Mexico, Guatemala, Honduras, Nicaragua, Costa Rica, Panama and, lastly, the U.S. had all left their marks on the maple-leafed pages. I could have given the guard many reasons for visiting new countries and seeing new vistas, but he clearly wanted brevity. Also, I didn’t want to hold up the tired bus passengers who were waiting to drag their heavy luggage forward another few steps.
“Just travelling,” I said.
Guards on the borders of many countries accept that answer quite readily, especially when they learn how I make a living.
“What do you do when you’re at home?” this latest guard asked.
At home, en voyage, anywhere, everywhere.
“I write,” I said.
Once, a Canadian customs agent didn’t believe me and found my claim amusing. Now, however, since I’ve stopped saying it with happy pride and begun using resigned exasperation, they no longer ask for proof. But they always ask about the stamps in my passport and the lengths of time I spend abroad.
“Did you meet up with anyone?”
“Meet up with anyone?” I echoed back, but I wasn’t really confused. Being the one to ask the questions is a hard thing to resist. “How do you mean?”
When a person crosses an international boundary, there’s a moment he is outside of every law, stateless, powerless, without rights. A traveller’s hope when in this geopolitical limbo is that an agent of one country or another will accept his papers and let him out. Those guards hold powerful positions, and sometimes they abuse them. They are officers of a state and how they treat the people who depend on their mercy reflects on their superiors.
Which says bad things and good things. Americans, for instance, are polite and friendly, but firm with citizens and foreigners alike.
“Look’s like you got the catch of the day,” said one to another at the Niagara crossing.
The second guard had identified a Vietnamese national who had to be taken off the train for extra processing. It was a routine event and the young woman was quickly escorted back to her coach and helped on board. Clearly: catch and release.
Mexican border guards are great fishers as well, often netting foreigners for La Mordida. The high official entry fee, 264 pesos and no change provided, por favor, makes it so easy for agents to skim tips off tourists that even freelance money-changers are outraged by the corruption.

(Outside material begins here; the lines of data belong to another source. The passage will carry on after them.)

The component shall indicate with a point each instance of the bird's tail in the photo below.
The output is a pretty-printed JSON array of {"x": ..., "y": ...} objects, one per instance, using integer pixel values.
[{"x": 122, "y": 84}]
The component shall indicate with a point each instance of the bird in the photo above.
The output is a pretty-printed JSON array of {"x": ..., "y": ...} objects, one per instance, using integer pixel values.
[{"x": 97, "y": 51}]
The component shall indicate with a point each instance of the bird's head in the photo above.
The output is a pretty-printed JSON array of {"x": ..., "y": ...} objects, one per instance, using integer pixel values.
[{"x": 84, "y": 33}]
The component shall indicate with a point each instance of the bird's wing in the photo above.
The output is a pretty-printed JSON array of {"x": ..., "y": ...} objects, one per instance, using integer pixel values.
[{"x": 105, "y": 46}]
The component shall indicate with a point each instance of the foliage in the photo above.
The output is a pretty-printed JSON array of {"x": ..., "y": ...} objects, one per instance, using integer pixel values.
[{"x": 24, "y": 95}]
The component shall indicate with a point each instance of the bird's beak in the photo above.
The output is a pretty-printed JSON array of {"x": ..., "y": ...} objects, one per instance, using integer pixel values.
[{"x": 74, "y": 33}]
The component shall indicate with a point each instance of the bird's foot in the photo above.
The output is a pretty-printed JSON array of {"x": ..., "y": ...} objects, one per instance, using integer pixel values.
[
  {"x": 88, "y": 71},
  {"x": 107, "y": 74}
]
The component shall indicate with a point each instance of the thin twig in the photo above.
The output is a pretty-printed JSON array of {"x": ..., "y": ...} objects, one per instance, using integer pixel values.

Guatemala, El Salvador, Nicaragua, Honduras and Costa Rica make little fuss about who enters their countries, as long as you get all the stamps and pay the small entry fee. However, if your documentation is messed up in any little way — for example, if a guard thinks you’ve got too many of one stamp, but too few of another — you could quickly find yourself having to buy your way out of an incomprehensible bureaucratic maze.
Panama welcomes visitors, but with conditions. The guards won’t let you into the country until you can prove you can leave again. Fortuitously (or not), an agent of a bus company is conveniently at hand to sell outbound tickets: $34 from Panama City to San Jose. I’ve still got my ticket, unused but saved for tax purposes.
I can’t say how Canadian border guards treat foreigners, but they seem generally suspicious of their own citizens — or maybe just of me. Once, they wondered why I wanted to spend so much time out of the country, but now they wonder why I want to return.
“I meet lots of people,” I said.
“Did anyone ask you to bring anything back?”
Like what? Like sunshine and tropical breezes? Like a sense of freedom?
“No,” I answered and waited, but he was finished. He waved me into Canada without further ado.
Nice, I thought, but I would have appreciated a “Welcome home!”
Michael Johansen is a writer living in Labrador.